地上でエレベータに乗り込み上昇が始まると、上方への加速度がかかります。そして、ある時点で減速のために下方への加速度がかかり始め、静止衛星軌道高度でエレベータは停止することになります。
逆に、静止衛星軌道高度でエレベータに乗り込み下降が始まると、下方への加速度がかかります。そして上昇と同様に、ある時点で減速のために上方への加速度がかかり始め、地上でエレベータは停止します。
エレベータの加速度の上限は、利用する人間や荷物の生理的・物理的な限界と、軌道エレベータの構造部材の物理的な限界で決まるでしょう。その限界以下での加速度の大きさ・かけ方(どの程度まで加速度を上げるのか、開始から停止まで加速し続けるのか、途中で加速を止めるのか、等)は、エレベータの運用(経営)方針に左右されるのではないかと思います。
上昇開始直後は、上方への加速度に地球の重力が加わりますから、エレベータ内の体感重力は普段よりも増えることになります。高度が上がれば地球の重力は減少しますから、上昇するに従って体感重力は減ります。

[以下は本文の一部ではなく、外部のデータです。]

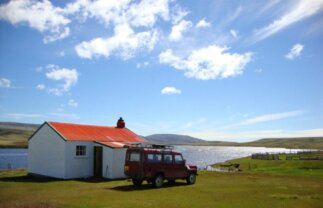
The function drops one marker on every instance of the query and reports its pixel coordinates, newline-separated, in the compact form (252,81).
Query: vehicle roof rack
(153,146)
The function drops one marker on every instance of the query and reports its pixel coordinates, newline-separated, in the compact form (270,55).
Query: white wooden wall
(46,153)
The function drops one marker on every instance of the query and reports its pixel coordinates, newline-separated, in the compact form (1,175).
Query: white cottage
(63,150)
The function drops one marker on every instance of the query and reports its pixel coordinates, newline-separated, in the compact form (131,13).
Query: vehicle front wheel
(191,178)
(158,181)
(136,182)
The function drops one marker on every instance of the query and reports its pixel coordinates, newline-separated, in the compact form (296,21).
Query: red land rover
(156,163)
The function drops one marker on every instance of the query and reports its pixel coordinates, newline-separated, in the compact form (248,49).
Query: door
(97,162)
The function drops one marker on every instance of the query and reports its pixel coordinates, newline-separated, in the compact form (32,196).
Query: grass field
(261,185)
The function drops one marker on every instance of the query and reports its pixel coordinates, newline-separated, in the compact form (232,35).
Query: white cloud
(39,15)
(271,117)
(72,103)
(295,51)
(208,63)
(68,76)
(65,115)
(300,10)
(170,90)
(144,13)
(178,30)
(202,24)
(40,86)
(124,43)
(234,33)
(5,83)
(178,14)
(24,115)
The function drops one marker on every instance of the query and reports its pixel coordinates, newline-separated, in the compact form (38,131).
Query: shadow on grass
(39,179)
(143,187)
(29,179)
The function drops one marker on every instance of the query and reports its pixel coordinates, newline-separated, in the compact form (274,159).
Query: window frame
(80,151)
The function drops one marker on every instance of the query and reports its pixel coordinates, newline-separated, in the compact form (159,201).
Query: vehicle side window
(168,158)
(154,158)
(179,159)
(134,157)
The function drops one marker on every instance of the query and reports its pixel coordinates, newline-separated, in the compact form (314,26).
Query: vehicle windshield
(134,157)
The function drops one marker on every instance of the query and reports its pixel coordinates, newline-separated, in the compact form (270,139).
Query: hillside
(292,143)
(15,135)
(173,139)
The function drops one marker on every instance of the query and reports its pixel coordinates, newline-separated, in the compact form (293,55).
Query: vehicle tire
(158,181)
(136,182)
(171,181)
(191,178)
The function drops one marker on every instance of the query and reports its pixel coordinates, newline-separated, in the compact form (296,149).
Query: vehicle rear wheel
(136,182)
(158,181)
(191,178)
(171,181)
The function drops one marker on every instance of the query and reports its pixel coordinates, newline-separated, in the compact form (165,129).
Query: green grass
(238,189)
(14,138)
(280,167)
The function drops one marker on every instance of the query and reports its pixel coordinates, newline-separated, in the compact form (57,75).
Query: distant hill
(173,139)
(292,143)
(17,134)
(18,126)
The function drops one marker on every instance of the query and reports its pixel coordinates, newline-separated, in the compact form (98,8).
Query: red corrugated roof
(113,144)
(100,134)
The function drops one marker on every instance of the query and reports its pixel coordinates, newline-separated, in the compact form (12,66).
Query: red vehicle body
(156,163)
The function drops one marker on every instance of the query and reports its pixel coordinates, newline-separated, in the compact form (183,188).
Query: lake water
(198,155)
(13,158)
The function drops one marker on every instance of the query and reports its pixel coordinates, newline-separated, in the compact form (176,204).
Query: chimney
(121,124)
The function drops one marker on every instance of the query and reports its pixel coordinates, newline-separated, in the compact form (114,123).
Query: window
(168,159)
(135,157)
(179,159)
(154,158)
(80,150)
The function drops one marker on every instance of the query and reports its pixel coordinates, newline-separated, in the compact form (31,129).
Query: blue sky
(216,70)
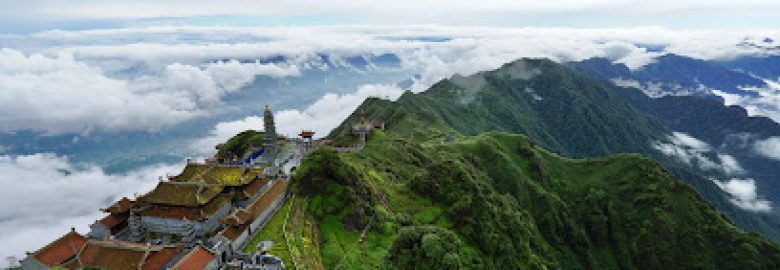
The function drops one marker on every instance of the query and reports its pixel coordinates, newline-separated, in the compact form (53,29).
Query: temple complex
(199,219)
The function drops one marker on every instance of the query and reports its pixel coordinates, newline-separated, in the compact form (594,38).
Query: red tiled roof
(112,220)
(121,206)
(306,133)
(158,259)
(197,259)
(254,186)
(254,210)
(176,212)
(61,249)
(119,255)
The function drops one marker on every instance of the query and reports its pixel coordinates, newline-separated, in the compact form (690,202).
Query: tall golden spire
(362,117)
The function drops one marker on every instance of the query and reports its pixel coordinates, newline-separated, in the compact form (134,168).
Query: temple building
(270,142)
(186,207)
(363,128)
(199,219)
(56,253)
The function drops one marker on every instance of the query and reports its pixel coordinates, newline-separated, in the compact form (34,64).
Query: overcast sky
(37,15)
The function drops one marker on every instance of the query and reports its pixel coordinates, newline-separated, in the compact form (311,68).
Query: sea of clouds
(147,79)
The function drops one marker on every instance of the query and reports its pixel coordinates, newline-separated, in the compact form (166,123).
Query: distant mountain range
(676,75)
(450,185)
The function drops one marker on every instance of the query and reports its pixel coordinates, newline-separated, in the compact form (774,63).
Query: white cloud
(766,103)
(696,153)
(322,116)
(44,195)
(743,194)
(769,147)
(399,11)
(148,78)
(61,94)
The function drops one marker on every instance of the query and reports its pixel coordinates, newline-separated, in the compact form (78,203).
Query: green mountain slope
(448,186)
(496,201)
(567,111)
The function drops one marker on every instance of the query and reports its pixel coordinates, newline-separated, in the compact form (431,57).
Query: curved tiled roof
(62,249)
(182,194)
(196,259)
(119,255)
(217,175)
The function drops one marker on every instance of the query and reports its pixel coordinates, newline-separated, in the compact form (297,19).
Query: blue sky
(87,84)
(39,15)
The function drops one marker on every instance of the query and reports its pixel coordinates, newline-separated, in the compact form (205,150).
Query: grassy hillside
(497,201)
(567,111)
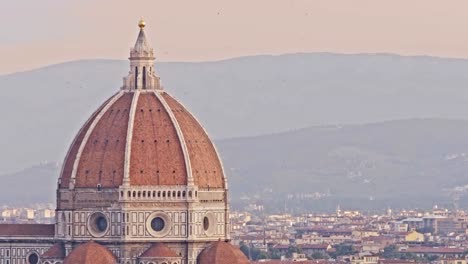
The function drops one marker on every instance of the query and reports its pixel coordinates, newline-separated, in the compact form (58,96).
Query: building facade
(142,181)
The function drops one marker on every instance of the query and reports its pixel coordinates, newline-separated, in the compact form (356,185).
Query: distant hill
(407,163)
(44,108)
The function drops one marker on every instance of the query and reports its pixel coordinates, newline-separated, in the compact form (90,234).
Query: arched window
(144,77)
(136,77)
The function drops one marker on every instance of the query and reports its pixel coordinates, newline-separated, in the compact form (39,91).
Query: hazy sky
(35,33)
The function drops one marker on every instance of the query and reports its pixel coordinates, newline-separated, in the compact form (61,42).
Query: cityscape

上昇時の減速は下方向への加速です。高度が上がれば地球の重力は減る、ということは、上昇する過程のどこか…下方への加速度がその高度での地球の重力よりも大きくなった時点…で、エレベータ内の上下方向の加速度の向きが逆転する、ということです。
下降開始時は地上方向に向かって加速します。ですから、上昇時も下降時も、高い方の[駅]では地上方向を天井にするべきではないかと考えています。
下降時の減速は地球の重力と同じ向きの加速になります。従って、減速の過程のどこかでエレベータ内の体感重力は地上での重力を上回ることになるでしょう。

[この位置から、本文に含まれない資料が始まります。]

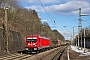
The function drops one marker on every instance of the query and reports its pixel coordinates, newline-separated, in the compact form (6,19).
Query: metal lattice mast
(79,25)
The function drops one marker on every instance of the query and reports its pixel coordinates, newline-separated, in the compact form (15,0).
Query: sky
(63,14)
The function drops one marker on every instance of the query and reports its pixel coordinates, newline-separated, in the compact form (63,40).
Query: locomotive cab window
(32,40)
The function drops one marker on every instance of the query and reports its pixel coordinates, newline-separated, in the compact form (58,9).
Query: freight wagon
(36,43)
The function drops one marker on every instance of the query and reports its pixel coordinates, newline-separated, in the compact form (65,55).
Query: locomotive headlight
(26,48)
(28,43)
(34,44)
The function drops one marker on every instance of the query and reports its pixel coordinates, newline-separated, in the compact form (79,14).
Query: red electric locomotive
(36,43)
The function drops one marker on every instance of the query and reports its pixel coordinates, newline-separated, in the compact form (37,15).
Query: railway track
(15,56)
(53,54)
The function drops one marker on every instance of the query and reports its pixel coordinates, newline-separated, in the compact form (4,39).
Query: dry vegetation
(25,21)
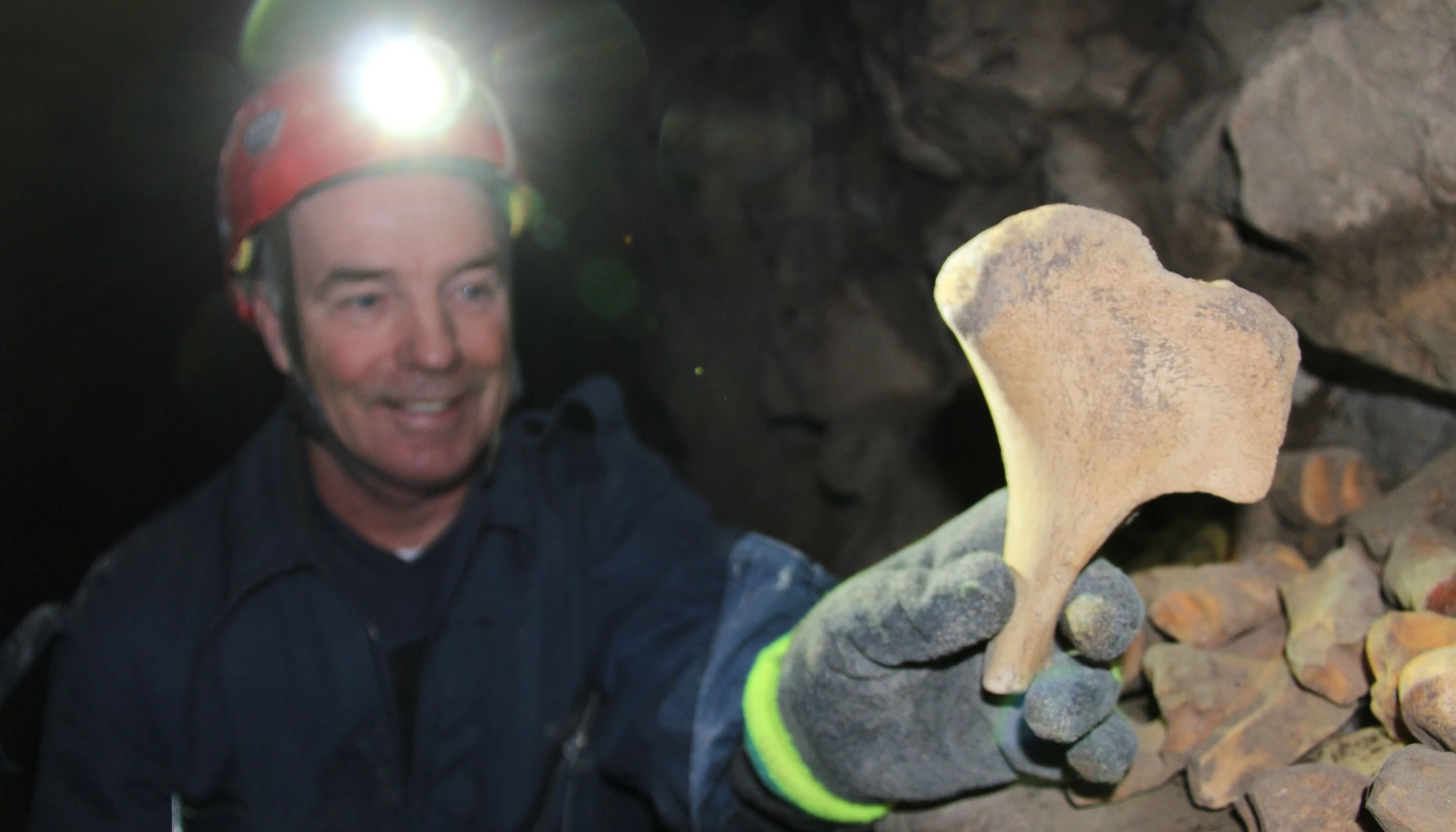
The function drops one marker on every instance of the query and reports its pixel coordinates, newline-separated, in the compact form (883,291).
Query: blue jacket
(587,670)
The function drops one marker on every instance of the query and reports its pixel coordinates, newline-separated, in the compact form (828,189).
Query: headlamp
(411,85)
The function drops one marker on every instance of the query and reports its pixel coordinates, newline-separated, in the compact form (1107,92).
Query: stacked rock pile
(1311,690)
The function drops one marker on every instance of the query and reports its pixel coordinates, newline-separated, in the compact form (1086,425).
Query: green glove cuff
(772,753)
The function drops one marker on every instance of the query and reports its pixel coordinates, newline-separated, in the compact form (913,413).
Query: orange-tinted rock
(1362,753)
(1209,605)
(1311,798)
(1414,792)
(1279,560)
(1285,723)
(1429,697)
(1395,639)
(1420,573)
(1199,691)
(1264,641)
(1330,610)
(1320,487)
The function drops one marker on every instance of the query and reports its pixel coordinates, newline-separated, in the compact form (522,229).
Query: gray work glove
(877,697)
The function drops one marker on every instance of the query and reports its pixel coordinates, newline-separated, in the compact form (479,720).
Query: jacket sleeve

軌道エレベータはたわむ?で書いたように、軌道エレベータを上下に移動すると、移動中に横方向の加速度を受けます。
加速が続く限り速度は上がり続けます。それはつまり、横方向への加速度が増え続ける、ということです。
上下方向の加速を止めても、上下に移動する限り、その移動速度に応じた横方向への加速度がかかり続けます。
静止衛星軌道高度から地上に降下する場合、横方向の加速度の向きが上昇時のそれとは逆になります。
図1 軌道エレベータ内の加速度と乗り物の床の向き案(上昇)
図2 軌道エレベータ内の加速度と乗り物の床の向き案(下降)
この図は、前述した上下方向と左右方向の加速度の向きと、上下方向と左右方向の加速度を合わせた体感加速度の方向を床に垂直な方向に保つための、エレベータの回転案です。
エレベータを図のように回転させてエレベータ内の加速度の向きを常に床と垂直な方向に保つことで、特に乗客にとっての乗り心地を地上でのそれに近づけることが出来るのではないか、と思います。
静止衛星軌道高度の常態は自由落下(無重量)ですから、このような工夫の他にも、意図的にステーションの場所を静止衛星軌道高度から上か下にずらして、多少なりとも上下方向の加速度(遠心力か地球の重力)が働く位置に設置することも必要かもしれない、と思います。